资源环境科技发展态势分析平台

The majority of Earth's volcanic eruptions occur beneath the sea, but the limited number of direct observations and samples limits our understanding of these unseen events. Subaerial eruptions lend some insight, but direct extrapolation from the subaerial to the deep sea is precluded by the great differences in pressure, thermal conditions, density and rheology, and the interplay among them. Here we present laboratory fragmentation experiments that mimic deep-sea explosive eruptions and compare our laboratory observations with those from the kilometre-deep submarine eruption of Havre Volcano, Kermadec Arc, New Zealand, in 2012. We find that the Havre eruption involved explosive fragmentation of magma by a pressure-insensitive interaction between cool water and hot magma, termed an induced fuel-coolant interaction. The laboratory experiments show that this water-magma interaction is initiated by the formation of cracks in cooling magma into which the water coolant can infiltrate, driving explosive fragmentation.

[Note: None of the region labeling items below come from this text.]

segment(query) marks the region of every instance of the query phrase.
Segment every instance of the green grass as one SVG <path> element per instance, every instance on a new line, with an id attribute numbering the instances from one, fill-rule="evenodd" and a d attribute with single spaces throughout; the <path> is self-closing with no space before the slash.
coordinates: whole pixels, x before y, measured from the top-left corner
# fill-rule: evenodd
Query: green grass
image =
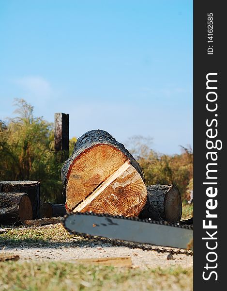
<path id="1" fill-rule="evenodd" d="M 182 207 L 182 220 L 186 220 L 193 216 L 193 205 L 183 205 Z"/>
<path id="2" fill-rule="evenodd" d="M 1 262 L 0 290 L 5 291 L 152 291 L 193 290 L 193 270 L 114 268 L 61 262 Z"/>
<path id="3" fill-rule="evenodd" d="M 0 247 L 27 245 L 31 247 L 65 246 L 84 244 L 82 237 L 71 236 L 60 224 L 45 226 L 21 226 L 0 234 Z"/>
<path id="4" fill-rule="evenodd" d="M 182 220 L 193 216 L 193 206 L 182 207 Z M 30 226 L 12 228 L 7 232 L 0 234 L 0 248 L 26 245 L 35 247 L 54 246 L 56 247 L 79 246 L 85 244 L 88 240 L 79 236 L 71 236 L 60 224 L 45 226 Z M 98 243 L 92 240 L 92 242 Z"/>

Explosive submarine eruptions have previously been considered unlikely because stabilization of a vapour film at the magma-water contact was thought to be a key requirement but is suppressed at depths exceeding 100 m. However, here we demonstrate that these induced fuel-coolant interactions between magma and water can occur in a range of wet environments regardless of pressure, from the subaerial to the deep sea, and may operate on different planets, as well as apply to materials other than magma and water.

Interactions between magma and water can drive explosive fragmentation eruptions of the type seen in the Havre volcanic eruption, New Zealand, in 2012, even under submarine conditions, according to laboratory fragmentation experiments.